First, why was it the government’s liability to pay for their examinations? Ordinarily, the government pays only for the students of its schools, but never a private one. It used to be for both WAEC and NECO, but that too was reduced to only one exam: WAEC. Second, why wouldn’t the school as a profit-making business venture pay? To save money and avoid any backlash like this one, the government could, in fact should, have quietly transferred them to one/some of its numerous schools.

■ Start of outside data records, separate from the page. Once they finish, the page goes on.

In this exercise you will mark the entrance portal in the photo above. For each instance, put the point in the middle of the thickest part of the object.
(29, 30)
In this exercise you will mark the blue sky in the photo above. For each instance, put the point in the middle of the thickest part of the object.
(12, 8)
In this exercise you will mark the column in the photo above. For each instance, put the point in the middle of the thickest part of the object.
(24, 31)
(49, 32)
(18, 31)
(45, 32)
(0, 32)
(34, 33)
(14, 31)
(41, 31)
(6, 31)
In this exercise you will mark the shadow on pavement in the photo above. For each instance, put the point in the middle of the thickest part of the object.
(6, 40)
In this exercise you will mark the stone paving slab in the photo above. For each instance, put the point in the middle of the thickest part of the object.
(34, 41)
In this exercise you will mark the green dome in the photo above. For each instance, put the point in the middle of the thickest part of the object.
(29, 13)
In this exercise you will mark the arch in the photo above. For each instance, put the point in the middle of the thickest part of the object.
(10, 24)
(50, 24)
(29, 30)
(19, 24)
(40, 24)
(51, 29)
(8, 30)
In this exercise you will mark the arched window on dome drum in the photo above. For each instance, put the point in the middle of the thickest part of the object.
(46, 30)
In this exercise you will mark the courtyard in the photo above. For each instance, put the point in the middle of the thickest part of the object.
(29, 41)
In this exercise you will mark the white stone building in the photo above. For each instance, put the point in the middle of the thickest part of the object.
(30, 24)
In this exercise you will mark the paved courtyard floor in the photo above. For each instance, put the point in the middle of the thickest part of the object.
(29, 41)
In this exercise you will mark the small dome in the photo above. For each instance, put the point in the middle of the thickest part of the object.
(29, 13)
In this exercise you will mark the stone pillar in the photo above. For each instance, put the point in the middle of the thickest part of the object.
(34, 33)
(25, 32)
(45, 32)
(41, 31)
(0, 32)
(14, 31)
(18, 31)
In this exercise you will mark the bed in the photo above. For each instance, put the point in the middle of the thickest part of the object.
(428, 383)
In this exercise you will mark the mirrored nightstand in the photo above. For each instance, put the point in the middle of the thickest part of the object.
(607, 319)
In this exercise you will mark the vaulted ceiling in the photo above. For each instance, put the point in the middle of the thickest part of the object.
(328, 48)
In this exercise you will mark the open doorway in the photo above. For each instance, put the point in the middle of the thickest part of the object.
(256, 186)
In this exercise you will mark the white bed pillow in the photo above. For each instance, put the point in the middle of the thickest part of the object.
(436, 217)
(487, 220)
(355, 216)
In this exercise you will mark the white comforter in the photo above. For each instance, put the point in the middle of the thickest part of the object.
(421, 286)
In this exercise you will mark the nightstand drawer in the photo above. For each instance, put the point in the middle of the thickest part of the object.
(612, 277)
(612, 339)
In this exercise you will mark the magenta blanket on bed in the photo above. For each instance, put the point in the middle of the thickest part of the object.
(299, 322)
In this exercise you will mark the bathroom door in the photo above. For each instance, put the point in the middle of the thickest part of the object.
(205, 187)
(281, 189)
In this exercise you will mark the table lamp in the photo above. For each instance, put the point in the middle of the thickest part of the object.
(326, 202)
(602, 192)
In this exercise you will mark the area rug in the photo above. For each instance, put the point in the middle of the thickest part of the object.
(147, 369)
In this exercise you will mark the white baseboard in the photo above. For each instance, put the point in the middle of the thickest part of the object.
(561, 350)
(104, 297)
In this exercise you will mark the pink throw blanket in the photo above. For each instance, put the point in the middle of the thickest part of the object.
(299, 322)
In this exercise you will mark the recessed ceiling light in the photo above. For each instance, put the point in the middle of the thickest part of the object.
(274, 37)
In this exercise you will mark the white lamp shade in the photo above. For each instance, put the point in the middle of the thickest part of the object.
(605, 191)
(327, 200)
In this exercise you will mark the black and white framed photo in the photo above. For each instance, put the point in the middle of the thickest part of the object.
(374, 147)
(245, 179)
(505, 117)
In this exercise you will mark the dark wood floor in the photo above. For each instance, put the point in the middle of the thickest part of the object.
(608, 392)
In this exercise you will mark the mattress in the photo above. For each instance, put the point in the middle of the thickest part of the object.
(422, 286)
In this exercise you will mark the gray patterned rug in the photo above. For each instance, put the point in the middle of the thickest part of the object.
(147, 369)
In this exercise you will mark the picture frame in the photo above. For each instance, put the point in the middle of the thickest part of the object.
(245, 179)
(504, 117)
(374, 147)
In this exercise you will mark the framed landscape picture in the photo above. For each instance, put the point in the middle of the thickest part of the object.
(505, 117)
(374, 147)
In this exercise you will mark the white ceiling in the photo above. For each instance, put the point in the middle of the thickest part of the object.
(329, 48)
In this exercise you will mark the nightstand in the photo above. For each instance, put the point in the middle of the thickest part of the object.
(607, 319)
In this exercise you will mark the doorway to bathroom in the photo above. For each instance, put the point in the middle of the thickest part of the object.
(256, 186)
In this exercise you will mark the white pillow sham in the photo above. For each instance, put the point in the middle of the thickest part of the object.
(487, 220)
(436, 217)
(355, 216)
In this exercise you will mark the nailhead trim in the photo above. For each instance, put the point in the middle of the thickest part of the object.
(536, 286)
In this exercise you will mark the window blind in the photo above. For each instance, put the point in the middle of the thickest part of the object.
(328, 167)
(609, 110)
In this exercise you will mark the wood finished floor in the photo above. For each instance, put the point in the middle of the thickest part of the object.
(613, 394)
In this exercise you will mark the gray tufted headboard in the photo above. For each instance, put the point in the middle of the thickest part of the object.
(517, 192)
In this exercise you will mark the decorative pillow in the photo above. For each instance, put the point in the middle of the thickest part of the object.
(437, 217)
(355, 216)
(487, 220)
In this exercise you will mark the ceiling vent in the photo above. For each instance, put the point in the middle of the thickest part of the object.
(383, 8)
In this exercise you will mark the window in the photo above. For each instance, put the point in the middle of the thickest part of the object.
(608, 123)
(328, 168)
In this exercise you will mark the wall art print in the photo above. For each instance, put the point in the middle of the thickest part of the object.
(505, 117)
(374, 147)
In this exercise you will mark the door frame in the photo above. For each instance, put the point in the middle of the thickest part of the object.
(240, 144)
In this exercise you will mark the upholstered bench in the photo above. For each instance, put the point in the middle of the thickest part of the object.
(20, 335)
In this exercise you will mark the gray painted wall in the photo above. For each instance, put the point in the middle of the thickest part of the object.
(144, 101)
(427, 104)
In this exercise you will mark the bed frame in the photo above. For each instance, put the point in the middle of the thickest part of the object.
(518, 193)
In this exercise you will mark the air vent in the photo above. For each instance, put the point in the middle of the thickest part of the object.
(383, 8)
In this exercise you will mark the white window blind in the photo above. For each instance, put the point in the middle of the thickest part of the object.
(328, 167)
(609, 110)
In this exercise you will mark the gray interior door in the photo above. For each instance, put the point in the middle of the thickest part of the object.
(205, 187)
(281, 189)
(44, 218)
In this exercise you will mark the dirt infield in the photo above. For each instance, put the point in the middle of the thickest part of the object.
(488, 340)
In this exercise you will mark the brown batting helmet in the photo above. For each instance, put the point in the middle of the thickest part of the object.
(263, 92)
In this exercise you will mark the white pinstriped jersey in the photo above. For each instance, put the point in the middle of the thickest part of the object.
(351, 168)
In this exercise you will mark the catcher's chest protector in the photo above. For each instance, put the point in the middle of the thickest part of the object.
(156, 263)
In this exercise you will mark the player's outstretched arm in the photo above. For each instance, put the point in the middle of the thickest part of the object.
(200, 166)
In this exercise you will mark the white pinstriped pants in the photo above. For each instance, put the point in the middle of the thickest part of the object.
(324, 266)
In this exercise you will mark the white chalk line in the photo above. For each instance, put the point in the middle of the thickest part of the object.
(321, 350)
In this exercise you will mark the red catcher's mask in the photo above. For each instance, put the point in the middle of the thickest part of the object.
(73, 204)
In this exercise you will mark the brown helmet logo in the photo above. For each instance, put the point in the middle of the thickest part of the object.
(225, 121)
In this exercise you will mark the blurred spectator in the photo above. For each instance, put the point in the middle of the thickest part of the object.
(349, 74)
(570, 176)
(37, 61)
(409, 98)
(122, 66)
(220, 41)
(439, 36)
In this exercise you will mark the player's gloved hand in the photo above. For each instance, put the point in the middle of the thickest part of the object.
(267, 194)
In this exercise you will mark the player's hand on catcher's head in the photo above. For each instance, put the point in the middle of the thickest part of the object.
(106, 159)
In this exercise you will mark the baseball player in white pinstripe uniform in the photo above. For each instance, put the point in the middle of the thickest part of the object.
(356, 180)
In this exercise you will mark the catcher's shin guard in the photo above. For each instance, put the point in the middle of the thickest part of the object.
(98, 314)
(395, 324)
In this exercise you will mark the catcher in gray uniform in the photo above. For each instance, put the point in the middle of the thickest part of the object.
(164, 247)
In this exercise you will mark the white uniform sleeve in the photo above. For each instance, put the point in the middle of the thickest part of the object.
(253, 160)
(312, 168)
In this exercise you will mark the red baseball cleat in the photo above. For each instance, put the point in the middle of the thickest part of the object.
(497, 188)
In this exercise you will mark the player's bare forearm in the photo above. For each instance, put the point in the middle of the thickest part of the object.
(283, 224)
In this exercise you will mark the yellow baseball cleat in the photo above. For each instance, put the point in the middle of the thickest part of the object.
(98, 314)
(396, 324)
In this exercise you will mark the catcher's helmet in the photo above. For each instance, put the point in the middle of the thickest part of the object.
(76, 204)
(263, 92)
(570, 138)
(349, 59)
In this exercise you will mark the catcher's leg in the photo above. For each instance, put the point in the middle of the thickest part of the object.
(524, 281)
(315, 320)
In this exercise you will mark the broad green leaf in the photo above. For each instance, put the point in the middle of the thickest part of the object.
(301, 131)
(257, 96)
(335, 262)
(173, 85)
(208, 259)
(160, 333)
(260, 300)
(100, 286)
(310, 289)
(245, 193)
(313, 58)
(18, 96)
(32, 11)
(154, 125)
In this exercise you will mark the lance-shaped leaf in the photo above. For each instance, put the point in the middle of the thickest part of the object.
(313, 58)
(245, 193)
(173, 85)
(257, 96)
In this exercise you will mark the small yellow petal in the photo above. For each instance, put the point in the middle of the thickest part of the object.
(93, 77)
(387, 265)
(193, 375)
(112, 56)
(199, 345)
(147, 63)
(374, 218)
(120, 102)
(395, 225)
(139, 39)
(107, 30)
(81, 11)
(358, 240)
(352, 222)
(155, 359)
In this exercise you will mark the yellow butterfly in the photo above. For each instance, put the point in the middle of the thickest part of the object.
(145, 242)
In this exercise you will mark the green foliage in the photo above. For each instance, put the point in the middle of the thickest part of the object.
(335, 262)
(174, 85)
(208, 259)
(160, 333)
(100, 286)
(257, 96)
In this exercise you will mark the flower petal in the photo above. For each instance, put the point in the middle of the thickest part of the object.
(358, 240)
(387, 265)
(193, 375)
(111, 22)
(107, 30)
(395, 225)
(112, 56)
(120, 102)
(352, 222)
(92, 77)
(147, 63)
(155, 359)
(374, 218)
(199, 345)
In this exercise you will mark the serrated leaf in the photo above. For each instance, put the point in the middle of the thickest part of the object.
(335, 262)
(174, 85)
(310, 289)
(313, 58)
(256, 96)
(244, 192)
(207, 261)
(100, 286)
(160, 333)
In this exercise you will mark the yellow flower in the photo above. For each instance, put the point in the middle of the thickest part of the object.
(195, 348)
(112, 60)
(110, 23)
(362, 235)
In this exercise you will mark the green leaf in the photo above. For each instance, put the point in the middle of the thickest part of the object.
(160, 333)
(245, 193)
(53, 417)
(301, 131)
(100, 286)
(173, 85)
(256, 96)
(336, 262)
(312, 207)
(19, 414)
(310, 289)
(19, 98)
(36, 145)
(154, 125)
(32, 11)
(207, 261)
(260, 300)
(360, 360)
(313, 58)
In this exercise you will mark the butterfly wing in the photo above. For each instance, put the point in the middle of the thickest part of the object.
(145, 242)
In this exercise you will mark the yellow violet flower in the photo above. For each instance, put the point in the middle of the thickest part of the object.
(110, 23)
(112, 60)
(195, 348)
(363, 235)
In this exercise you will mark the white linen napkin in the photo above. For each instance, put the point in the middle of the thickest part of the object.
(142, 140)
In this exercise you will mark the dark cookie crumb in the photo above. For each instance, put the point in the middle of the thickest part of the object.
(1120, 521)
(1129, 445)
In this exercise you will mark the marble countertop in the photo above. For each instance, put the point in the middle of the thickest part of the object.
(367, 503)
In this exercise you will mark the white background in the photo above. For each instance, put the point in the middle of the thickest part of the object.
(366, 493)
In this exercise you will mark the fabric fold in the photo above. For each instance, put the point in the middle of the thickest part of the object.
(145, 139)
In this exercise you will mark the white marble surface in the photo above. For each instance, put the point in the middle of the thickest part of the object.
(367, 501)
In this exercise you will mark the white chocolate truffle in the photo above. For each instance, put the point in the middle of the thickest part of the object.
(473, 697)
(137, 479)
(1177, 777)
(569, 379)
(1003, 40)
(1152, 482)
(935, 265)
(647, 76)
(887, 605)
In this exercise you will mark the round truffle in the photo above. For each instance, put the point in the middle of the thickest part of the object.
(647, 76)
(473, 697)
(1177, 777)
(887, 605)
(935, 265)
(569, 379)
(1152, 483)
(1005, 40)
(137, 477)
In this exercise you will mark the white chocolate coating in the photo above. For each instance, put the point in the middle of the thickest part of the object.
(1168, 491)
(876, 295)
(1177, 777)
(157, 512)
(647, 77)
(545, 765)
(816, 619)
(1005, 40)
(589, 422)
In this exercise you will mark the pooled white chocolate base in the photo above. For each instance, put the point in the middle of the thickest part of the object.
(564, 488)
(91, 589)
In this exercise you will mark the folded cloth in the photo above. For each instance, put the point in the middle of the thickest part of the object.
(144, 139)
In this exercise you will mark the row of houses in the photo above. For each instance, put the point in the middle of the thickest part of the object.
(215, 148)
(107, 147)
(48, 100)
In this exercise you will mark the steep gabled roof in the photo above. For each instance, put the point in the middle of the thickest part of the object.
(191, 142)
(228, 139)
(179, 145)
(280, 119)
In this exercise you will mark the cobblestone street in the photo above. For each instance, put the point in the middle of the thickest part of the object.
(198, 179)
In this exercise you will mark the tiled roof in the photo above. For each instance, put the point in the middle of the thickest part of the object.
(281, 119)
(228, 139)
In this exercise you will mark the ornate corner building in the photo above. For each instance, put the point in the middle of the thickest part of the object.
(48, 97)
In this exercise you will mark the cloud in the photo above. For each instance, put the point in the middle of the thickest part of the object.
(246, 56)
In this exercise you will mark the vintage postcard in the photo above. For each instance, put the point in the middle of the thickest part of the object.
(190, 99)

If public school is not ‘befitting’ for them as kids with silver spoons, there are several private ones far less costly than Andal, Turkish and Akilu colleges.
I am all the more bemused by our almost collective silence on the issue. Nowadays students in tertiary institutions in the state are resorting to begging on radio stations to pay for their tuition fees. They lamented that they thought the education was free as declared by the previous government. Others who cannot do that will have to give up on their aspiration to study, and perhaps end up as thugs, prostitutes, hawkers and so on. Are these not Kano indigenes or what? They deserve the same or similar pampering treatment, but they do, and will, not, get.
I thus call on whoever, please, can assist to forward my (our) fears and prayers to the appropriate authority to reconsider that decision. We praise the government's effort to address and dress the sickening issue, but the financial ‘sidekick’ is undeserving, in fact uncalled-for. Thanks.
God bless Nigeria, God bless Kano State, amin.